As Jonathan Yarmis, a research fellow at the research company Ovum, pointed out to me, "My favorite is onerous password requirements. 17 letters, characters and numbers. Changed every 30 days. No repeats nor anything similar. GUARANTEES that the person has to write it down within 5 feet of their computer."

Yep, he's got that right. If you make your password policy a major pain-in-the-rump you'd just make it a sure thing that no one will use their passwords safely. Yarmis isn't make his example up. I knew one company where the passwords had to be 20-characters long and changed every month. Of course, no one at that business took their password policy seriously and, sure enough, they had their servers raided within a year.
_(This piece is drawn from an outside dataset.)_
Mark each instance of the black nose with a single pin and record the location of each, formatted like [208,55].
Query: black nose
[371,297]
If you make basic security hard to do, you only make certain that it won't be used. It's really that simple.

Of course, writing down your passwords may not be that awful an idea. As no less a figure than security guru Bruce Schneier wrote, "Simply, people can no longer remember passwords good enough to reliably defend against dictionary attacks, and are much more secure if they choose a password too complicated to remember and then write it down. We're all good at securing small pieces of paper. I recommend that people write their passwords down on a small piece of paper, and keep it with their other valuable small pieces of paper: in their wallet."

Notice though that he said to keep in your wallet, or some other reasonably secure location. I mean, you may not notice if a piece of paper on your desk disappears, but you'll certainly know if your wallet goes missing.

But what about if you have to deal with dozens of passwords for multiple Web sites? You could put those passwords on paper, but with as many passwords as we're stuck with using these days that can quickly become a pain in its own right.

At the same time, the last thing you want to do is to make those classic mistakes of using your name, wife's name, etc. as a password. That's just asking for someone to get into your accounts.

What I use these days for managing my mess of passwords are password managers. Some operating systems, like Mac OS X and Linux, have programs such as KeyChain to help you keep track of your passwords while maintaining their security. There are also standalone programs like the open-source KeePass for Windows and 1Password for Mac OS X to make life easier.

Specifically for Web use, I highly recommend Xmarks. This add-on program for most of the major Web browsers-Internet Explorer, Chrome, Firefox, and Safari-not only can securely track your passwords for you, it also lets you keep a common set of bookmarks for all your computers. I started using Xmarks because of this latter feature, but as time has gone on I've grown to appreciate its password management functionality.

No matter what you use though the point for keeping passwords useful is to both make them easy to use and secure. If you neglect either part, you might as well forget about securing your systems. Only by balancing ease of access and password strength will you be able to keep either your own, or your company's, PCs safe.